Moreover, it is understandable that new users of near-field communication (NFC) are anxious about the security and protection of their personal data. Their fears are justified, as there are cybercriminals who’d do anything to steal people’s personal information.
Potential Threats to NFC Technology
Eavesdropping, data alteration or corruption, interception assaults, and physical theft are possible security attacks on an NFC digital business card. The hazards and the mechanism by which NFC technology works to stop such security lapses are discussed below:
Eavesdropping is where a criminal “listens in” on an NFC transaction for the purpose of obtaining the users’ personal information. However, the criminal has little window of opportunity to intercept signals because the devices need to be relatively close to one another to send signals.
Additionally, data is encrypted when a secure channel is created, and only an authorized device is able to decode it. Users of NFC cards should verify that the businesses they transact with use secure channels.
- Data manipulation and corruption
When criminal tampers with or manipulates the data being sent to a reader, the data is corrupted and rendered unusable when it reaches the reader. Secure channels should be used for communication to avoid this. Some NFC hardware “listens” for data corruption attacks and stops them before they can start.
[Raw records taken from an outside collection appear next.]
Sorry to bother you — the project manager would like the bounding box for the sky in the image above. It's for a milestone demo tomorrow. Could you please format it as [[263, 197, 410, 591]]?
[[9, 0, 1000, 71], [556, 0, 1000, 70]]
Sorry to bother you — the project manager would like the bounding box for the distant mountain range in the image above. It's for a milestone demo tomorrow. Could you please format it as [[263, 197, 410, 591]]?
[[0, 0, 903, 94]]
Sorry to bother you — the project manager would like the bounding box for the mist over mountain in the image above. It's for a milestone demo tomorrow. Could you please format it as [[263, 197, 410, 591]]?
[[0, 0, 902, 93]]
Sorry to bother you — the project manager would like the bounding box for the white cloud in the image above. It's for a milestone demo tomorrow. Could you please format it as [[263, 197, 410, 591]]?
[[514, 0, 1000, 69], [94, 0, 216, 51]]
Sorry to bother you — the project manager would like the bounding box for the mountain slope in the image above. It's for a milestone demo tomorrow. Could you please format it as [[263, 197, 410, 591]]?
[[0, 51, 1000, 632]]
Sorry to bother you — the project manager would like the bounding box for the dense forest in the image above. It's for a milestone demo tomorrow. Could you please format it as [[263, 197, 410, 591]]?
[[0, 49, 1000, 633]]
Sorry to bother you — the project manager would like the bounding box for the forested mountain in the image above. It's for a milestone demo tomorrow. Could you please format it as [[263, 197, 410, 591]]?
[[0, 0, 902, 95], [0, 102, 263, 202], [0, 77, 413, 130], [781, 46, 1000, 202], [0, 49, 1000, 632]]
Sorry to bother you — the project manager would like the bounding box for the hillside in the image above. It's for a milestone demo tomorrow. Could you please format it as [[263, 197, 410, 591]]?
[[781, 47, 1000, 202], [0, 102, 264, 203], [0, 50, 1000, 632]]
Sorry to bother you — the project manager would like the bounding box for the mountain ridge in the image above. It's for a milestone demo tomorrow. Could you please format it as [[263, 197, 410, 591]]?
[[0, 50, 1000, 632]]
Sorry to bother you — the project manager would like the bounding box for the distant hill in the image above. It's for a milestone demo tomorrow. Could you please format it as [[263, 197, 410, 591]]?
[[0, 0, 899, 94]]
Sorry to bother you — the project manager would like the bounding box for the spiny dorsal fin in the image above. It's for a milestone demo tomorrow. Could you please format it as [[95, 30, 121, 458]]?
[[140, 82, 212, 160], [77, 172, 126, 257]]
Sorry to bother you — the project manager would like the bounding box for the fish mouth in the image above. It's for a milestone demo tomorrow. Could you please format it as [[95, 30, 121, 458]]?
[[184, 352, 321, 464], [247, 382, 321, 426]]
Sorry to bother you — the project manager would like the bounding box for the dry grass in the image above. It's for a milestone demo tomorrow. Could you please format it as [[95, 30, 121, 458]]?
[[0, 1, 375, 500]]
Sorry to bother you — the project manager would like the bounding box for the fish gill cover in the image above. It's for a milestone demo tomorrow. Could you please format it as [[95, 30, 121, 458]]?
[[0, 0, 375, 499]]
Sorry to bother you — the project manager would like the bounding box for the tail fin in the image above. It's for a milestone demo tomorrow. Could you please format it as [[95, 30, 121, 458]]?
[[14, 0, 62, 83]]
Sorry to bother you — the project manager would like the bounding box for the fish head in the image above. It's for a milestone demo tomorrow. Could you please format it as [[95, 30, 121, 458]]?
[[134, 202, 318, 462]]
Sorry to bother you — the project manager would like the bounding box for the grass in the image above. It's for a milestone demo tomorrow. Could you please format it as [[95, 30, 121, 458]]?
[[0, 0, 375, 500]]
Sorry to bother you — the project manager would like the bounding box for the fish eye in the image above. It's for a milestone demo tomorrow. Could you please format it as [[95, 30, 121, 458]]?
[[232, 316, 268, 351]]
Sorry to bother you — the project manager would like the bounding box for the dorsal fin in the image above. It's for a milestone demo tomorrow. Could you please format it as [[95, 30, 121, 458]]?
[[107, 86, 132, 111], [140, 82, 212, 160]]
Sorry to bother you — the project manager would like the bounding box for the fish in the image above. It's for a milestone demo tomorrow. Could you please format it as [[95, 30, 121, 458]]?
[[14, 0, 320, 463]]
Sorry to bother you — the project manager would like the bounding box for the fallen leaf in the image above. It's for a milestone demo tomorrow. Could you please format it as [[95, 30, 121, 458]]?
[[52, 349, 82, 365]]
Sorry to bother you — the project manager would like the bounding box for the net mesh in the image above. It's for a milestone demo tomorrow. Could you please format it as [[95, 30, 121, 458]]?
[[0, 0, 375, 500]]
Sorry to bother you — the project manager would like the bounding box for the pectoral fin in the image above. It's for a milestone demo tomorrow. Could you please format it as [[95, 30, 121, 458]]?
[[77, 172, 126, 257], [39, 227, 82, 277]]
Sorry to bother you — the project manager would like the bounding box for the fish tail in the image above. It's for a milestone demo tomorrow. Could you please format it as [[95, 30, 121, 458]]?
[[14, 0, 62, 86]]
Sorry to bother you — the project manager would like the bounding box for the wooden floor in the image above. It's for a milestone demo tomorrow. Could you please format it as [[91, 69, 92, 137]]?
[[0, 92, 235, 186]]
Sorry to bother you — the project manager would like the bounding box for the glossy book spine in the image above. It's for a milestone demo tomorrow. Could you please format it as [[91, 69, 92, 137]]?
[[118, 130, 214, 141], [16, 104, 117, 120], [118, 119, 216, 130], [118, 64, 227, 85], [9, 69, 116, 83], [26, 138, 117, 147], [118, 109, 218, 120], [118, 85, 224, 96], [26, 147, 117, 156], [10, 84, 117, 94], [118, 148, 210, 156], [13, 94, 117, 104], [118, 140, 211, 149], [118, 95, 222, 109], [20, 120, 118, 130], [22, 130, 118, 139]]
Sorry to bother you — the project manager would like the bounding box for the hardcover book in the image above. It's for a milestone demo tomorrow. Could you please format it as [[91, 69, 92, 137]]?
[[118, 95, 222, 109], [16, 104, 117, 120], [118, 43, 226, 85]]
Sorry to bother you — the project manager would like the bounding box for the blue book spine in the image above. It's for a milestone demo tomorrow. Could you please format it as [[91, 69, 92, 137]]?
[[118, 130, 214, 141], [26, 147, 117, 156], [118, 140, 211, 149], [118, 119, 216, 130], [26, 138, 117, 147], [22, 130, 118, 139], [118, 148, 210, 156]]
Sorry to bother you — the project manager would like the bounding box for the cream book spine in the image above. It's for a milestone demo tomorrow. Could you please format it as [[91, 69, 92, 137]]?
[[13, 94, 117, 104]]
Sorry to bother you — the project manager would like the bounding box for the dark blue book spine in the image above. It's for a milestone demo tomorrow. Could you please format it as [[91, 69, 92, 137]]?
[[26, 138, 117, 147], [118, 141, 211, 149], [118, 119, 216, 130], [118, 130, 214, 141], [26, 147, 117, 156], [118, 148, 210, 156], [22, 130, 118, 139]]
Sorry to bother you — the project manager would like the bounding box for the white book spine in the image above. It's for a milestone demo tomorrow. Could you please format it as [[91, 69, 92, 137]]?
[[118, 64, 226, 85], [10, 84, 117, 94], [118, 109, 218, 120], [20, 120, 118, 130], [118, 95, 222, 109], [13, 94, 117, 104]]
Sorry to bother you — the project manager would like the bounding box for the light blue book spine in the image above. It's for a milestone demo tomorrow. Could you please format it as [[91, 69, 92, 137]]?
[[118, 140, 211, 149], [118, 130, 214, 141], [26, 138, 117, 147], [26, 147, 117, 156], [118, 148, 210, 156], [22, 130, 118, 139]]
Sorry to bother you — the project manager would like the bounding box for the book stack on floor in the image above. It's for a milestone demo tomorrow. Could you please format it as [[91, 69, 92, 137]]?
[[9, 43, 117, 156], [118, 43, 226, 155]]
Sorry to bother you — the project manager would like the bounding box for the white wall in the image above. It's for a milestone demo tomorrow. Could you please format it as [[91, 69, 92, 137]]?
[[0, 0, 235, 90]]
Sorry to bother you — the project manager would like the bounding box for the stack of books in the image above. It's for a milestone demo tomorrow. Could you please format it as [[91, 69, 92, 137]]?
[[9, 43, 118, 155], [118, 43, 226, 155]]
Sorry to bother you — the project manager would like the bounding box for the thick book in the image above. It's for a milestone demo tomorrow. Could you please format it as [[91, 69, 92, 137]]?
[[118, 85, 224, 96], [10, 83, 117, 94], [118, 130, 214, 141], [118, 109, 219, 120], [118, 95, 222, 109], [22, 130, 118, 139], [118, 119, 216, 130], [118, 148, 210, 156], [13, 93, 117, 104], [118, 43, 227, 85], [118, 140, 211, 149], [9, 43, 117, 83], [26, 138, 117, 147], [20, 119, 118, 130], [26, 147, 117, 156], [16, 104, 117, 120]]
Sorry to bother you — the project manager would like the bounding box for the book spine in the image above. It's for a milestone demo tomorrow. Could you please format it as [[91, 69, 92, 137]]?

Although NFC cards are encrypted, it would not help if the user’s device got stolen. Therefore, owners of smartphones should be vigilant about maintaining tight security on their devices.
Set a password or other type of lock that appears when the smartphone screen is turned on. A burglar might not be able to guess the password and therefore be prevented from accessing critical information on the phone.
NFC digital business cards offer an easy and safe way to distribute your contact information. But there are always certain security issues that need to be resolved with these technologies. By learning these risks, digital business card users can better protect themselves.